Mindfulness-Based Cognitive Therapy (MBCT) has been shown to be an effective treatment for preventing relapse in recurrent depression, and Chambers et al. [Journal of Clinical Oncology] conducted a randomized, controlled study to see whether it could also be of benefit to advanced prostate cancer patients.
The researchers randomly assigned 189 Australian men (average age = 71 years) with advanced prostate cancer to either an 8-week MBCT group intervention delivered by teleconferencing, or a minimally enhanced treatment-as-usual condition. Teleconferencing allowed patients who lived in rural/remote areas or who were too ill to travel to participate.
MBCT telephone sessions were held once a week, lasted for 1.25 hours, included short 15-minute meditation periods, and encouraged daily home practice. The enhanced treatment-as-usual condition provided patients with a consumer guide to advanced prostate cancer, a relaxation CD, coping-with-cancer booklets, and similar information.
Outcome measures included self-report measures of general psychological distress, cancer-specific distress, anxiety concerning prostate-specific antigen (PSA) tests, quality of life, posttraumatic growth, and mindfulness (using the Five Facet Mindfulness Questionnaire or FFMQ). Measures were obtained at baseline and at 3, 6, and 9 month follow-ups.
There were no significant differences between the MBCT group and the control group on any of the self-reported outcome variables, including any of the FFMQ sub-scales. Of the 94 men assigned to the MBCT group, only 52% participated in 4 or more of the 8 group sessions. When statistical analyses were performed using the 49% of the MBCT participants who completed four or more sessions, there were again no significant improvement in outcomes, except for MBCT participants earning higher FFMQ Observing scores. Despite the lack of change in outcomes assessed, of the 61% of the MBCT sample who completed satisfaction questionnaires, 73% rated the intervention as “very helpful.”
MBCT was not effective in reducing distress in this sample of men with advanced prostate cancer. There are many possible reasons for this finding. First, a psychotherapeutic MBCT may not be for everybody. This was an older male population, and it’s possible that either mindfulness skills in the context of cognitive therapy weren’t consonant with their preferred masculine coping styles, or that their attentional styles weren’t sufficiently modifiable.

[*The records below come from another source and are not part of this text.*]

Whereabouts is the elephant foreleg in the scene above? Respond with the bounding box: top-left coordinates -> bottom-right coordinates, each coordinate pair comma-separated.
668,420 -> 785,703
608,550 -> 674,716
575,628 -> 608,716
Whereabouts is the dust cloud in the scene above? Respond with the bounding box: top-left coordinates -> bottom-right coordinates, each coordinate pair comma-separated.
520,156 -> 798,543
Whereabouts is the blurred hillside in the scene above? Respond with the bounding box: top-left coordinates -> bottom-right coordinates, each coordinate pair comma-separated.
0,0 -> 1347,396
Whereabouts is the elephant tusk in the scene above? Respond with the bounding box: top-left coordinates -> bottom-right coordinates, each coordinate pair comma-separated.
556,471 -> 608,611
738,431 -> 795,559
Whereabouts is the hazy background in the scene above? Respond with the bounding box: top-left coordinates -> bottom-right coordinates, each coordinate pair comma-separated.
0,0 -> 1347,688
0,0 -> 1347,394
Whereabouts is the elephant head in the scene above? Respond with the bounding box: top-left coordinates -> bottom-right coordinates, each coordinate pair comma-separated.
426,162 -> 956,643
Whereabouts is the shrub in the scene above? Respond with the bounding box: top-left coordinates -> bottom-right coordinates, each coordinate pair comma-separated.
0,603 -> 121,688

Second, this was a largely non-distressed population (60% scored below the cut-off for significant distress) so there might not have been that much room for improvement. The high non-attendance rate may be a clue that patients either didn’t think the treatment was necessary, or that this treatment wasn’t what they wanted.
Third, the high non-attendance rate lowered this study’s statistical power, affecting its ability to detect an actual effect. Fourth, teleconferencing may not have been an effective medium for MBCT treatment delivery, especially considering most MBIs were developed for in-person group-based administration. Further studies are needed to clarify which populations and conditions MBCT may be best suited for, and which forms of delivery may be most effective for male patients with advanced cancer.
Chambers, S. K., Occhipinti, S., Foley, E., Clutton, S., Legg, M., Berry, M., . . . Smith, D. P. (2016). Mindfulness-Based cognitive therapy in advanced prostate cancer: A randomized controlled trial. Journal of Clinical Oncology.